Mas dentro dessas medidas há muitas que estão relacionadas com fiscalidade. É tudo para reduzir para impostos: deduções à colecta de despesas de saúde, educação, alterações ao imposto municipal sobre imóveis das famílias mais numerosas. Tudo isto complexifica imenso o sistema fiscal e, sobretudo, não tem esse impacto que está anunciado.

Em Portugal existem medidas avulsas adoptadas por algumas câmaras, como Mora e Boticas. Bons exemplos que devem ser seguidos?
Não, essas medidas não têm impacto nenhum, porque as pessoas vão atrás desses subsídios, estão lá o tempo necessário para os receber e depois vão-se embora. Isso não são medidas estruturais de longo prago. São, às vezes, um bocado eleitoralistas e não é isso que atrai o emprego para esses municípios do interior. O que atrai emprego é haver investimento lá. Dar um subsídio de 200 ou 300 euros por cada criança que nasce é o tipo de medidas que tem um efeito de curtíssimo prazo, que não perdura. O que queremos não é alterar a taxa de natalidade nos próximos dois anos, queremos reverter uma tendência que já vem de décadas e que se projecta até 2016.

França, que tem a segunda taxa de fertilidade mais elevada da União Europeia, é um bom exemplo, pois aposta na estabilidade das políticas neste campo.

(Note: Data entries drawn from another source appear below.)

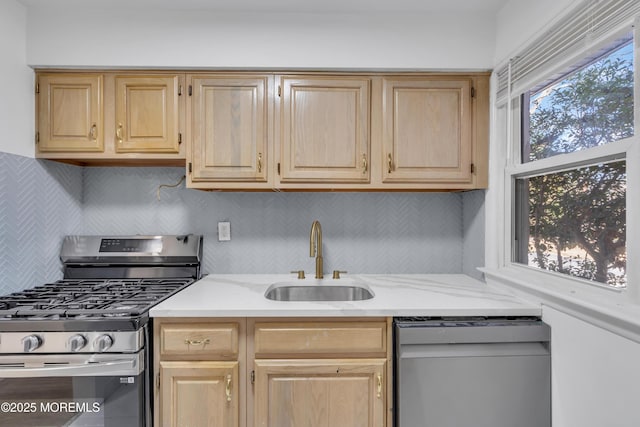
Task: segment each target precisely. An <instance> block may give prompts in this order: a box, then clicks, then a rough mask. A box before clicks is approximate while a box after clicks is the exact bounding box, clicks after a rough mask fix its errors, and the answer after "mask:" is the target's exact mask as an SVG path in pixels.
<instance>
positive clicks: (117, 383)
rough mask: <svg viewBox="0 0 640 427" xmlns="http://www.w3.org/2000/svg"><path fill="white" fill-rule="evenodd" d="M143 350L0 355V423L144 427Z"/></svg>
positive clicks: (87, 425) (145, 373) (144, 397)
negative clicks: (17, 354) (72, 353)
mask: <svg viewBox="0 0 640 427" xmlns="http://www.w3.org/2000/svg"><path fill="white" fill-rule="evenodd" d="M145 375H146V373H145V363H144V350H142V351H140V352H138V353H135V354H89V355H79V354H64V355H18V356H16V355H7V356H0V426H12V427H23V426H24V427H35V426H38V427H45V426H46V427H62V426H65V427H110V426H117V427H129V426H131V427H147V425H150V423H151V420H150V419H149V416H148V414H147V413H146V410H147V409H146V408H147V407H148V397H149V393H148V390H147V388H148V384H147V379H146V378H145Z"/></svg>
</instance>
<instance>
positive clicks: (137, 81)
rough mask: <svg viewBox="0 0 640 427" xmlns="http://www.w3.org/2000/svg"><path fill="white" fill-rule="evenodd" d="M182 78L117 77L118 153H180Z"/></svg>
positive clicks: (170, 75)
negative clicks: (180, 111)
mask: <svg viewBox="0 0 640 427" xmlns="http://www.w3.org/2000/svg"><path fill="white" fill-rule="evenodd" d="M179 80H180V78H179V77H178V76H177V75H169V76H145V75H143V76H137V75H134V76H127V75H124V76H116V77H115V86H116V97H115V108H116V113H115V114H116V121H115V126H116V128H115V132H116V146H115V149H116V152H118V153H175V154H177V153H179V152H180V144H181V142H182V136H181V135H180V121H179V118H180V112H179V102H178V99H179V96H180V92H179V91H180V82H179Z"/></svg>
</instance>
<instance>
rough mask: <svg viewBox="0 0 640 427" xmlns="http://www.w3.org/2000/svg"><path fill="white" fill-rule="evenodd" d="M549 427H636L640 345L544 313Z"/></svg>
mask: <svg viewBox="0 0 640 427" xmlns="http://www.w3.org/2000/svg"><path fill="white" fill-rule="evenodd" d="M543 320H544V321H545V322H547V323H548V324H549V325H551V340H552V341H551V346H552V347H551V348H552V395H553V426H554V427H604V426H615V427H637V426H638V425H640V405H638V396H640V369H638V361H640V345H639V344H638V343H636V342H633V341H630V340H628V339H626V338H622V337H620V336H618V335H615V334H613V333H610V332H607V331H605V330H604V329H601V328H599V327H596V326H593V325H590V324H589V323H586V322H583V321H581V320H578V319H576V318H574V317H572V316H569V315H567V314H564V313H562V312H560V311H558V310H554V309H552V308H549V307H544V309H543Z"/></svg>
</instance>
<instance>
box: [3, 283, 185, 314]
mask: <svg viewBox="0 0 640 427" xmlns="http://www.w3.org/2000/svg"><path fill="white" fill-rule="evenodd" d="M193 281H194V280H193V279H192V278H184V279H175V278H172V279H104V280H95V279H91V280H77V279H63V280H59V281H57V282H54V283H49V284H45V285H41V286H37V287H34V288H31V289H27V290H25V291H21V292H14V293H12V294H9V295H7V296H5V297H2V298H0V321H1V320H7V319H11V318H27V319H38V320H41V319H58V318H95V317H131V316H139V315H141V314H143V313H145V312H146V311H147V310H149V308H151V307H152V306H153V305H155V304H157V303H158V302H160V301H162V300H163V299H165V298H167V297H169V296H171V295H173V294H174V293H176V292H178V291H180V290H181V289H183V288H185V287H186V286H188V285H189V284H191V283H192V282H193Z"/></svg>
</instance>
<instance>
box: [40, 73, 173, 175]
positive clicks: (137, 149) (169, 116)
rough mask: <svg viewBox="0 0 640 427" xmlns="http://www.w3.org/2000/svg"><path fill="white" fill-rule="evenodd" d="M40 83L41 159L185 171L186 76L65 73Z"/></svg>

O chamado "inverno demográfico" é um problema ao qual temos de responder com medidas estruturais e sustentadas. Existe a necessidade de haver um compromisso social e político de médio prazo, porque as maiorias vão-se alternando e não sabemos quem é que vai estar no Governo. Isto não são políticas para amanhã, têm que ser estáveis durante bastante tempo. Nós temos sido muito pouco capazes de fazer estes compromissos de mais longa duração, por causa das eleições e há uma tendência para tomar medidas que ganham alguns votos, mas não têm impacto a médio prazo.